Although surplus lines insurers are “non-admitted,” that does not mean they lack regulation. Each surplus lines insurer must be admitted (licensed) in one of the 50 states and must meet that state’s financial solvency requirements. The state of domicile becomes that insurer’s regulator.
Surplus lines companies are able to offer special coverages because they are largely free of rate and form restrictions that make it difficult for standard companies to write the risk. Their flexibility allows them to design policies that meet unique customer needs.
Flexibility from the Exotic to the Everyday
In addition to insuring a model’s body parts, surplus lines insurers also handle a broad range of more common business risks. NAPSLO, the National Association of Professional Surplus Lines Offices, Ltd., cites these examples of the types of risk commonly insured by excess and surplus lines insurers:
- A developer re-building homes and businesses in hurricane-prone areas
- A sports celebrity who wants to insure his or her legs or hands
- A school district building a new high school
- A nonprofit that seeks to provide food, medical care and education in Third World countries
- A research lab working on a promising, yet unproven new drug
- A law firm specializing in intellectual property work
However, many other types of risk can require surplus lines coverage. Often you find out that your policy must be obtained in the surplus lines market when your agent or broker cannot place your risk with a standard market. Just a subtle difference in your business may be the cause, such as a small change in your marketing strategy. For instance, if a contractor installs kitchen cabinets in rental apartment buildings, he probably buys liability coverage in the standard market. However, if he takes a similar job for condominiums, he will probably need surplus lines liability coverage. Why? Because his potential liability is greater. If there were a construction defect, the contractor could be sued by each condo owner, rather than just one building owner.
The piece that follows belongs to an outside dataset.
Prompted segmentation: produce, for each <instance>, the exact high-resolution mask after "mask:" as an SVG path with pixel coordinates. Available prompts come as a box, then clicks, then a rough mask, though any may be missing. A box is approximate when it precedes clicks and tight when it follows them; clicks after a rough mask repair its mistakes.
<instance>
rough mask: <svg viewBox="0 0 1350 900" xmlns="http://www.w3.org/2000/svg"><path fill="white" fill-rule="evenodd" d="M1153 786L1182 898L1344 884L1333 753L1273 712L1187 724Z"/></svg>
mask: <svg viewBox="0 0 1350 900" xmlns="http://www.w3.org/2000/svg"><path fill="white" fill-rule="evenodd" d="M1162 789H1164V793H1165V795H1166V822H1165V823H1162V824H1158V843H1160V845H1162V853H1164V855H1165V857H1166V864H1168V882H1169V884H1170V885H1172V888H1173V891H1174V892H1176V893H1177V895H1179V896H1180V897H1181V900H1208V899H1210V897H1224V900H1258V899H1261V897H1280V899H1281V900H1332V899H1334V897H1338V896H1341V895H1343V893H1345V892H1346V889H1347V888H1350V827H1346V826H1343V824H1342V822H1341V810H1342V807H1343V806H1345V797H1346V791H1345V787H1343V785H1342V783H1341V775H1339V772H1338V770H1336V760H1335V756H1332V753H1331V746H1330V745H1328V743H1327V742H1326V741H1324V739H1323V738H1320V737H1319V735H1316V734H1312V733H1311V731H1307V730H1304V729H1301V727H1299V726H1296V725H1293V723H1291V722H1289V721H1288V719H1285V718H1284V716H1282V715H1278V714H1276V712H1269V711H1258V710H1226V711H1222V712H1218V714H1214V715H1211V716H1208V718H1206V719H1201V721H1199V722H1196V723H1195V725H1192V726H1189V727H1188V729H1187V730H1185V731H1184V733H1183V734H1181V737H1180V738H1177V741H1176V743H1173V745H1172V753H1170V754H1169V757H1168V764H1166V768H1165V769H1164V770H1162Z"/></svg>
Accessing Specialty Markets
Surplus lines companies sell their products through special brokers — called surplus lines brokers or wholesalers — and through managing general agents (MGAs). MGAs (which can be individuals or business entities) hold “appointments” from insurance companies, which give them the authority to solicit insurance applications from agents and negotiate coverage. MGAs generally specialize in particular types of risks and know which insurers are most likely to accept your risk.
The end customer has no direct access to those agents or to the non-admitted market, which means that you can only access these brokers through your own broker or agent. If your situation requires placement in this market, a knowledgeable agent or broker will know this and know how to “shop” your needs.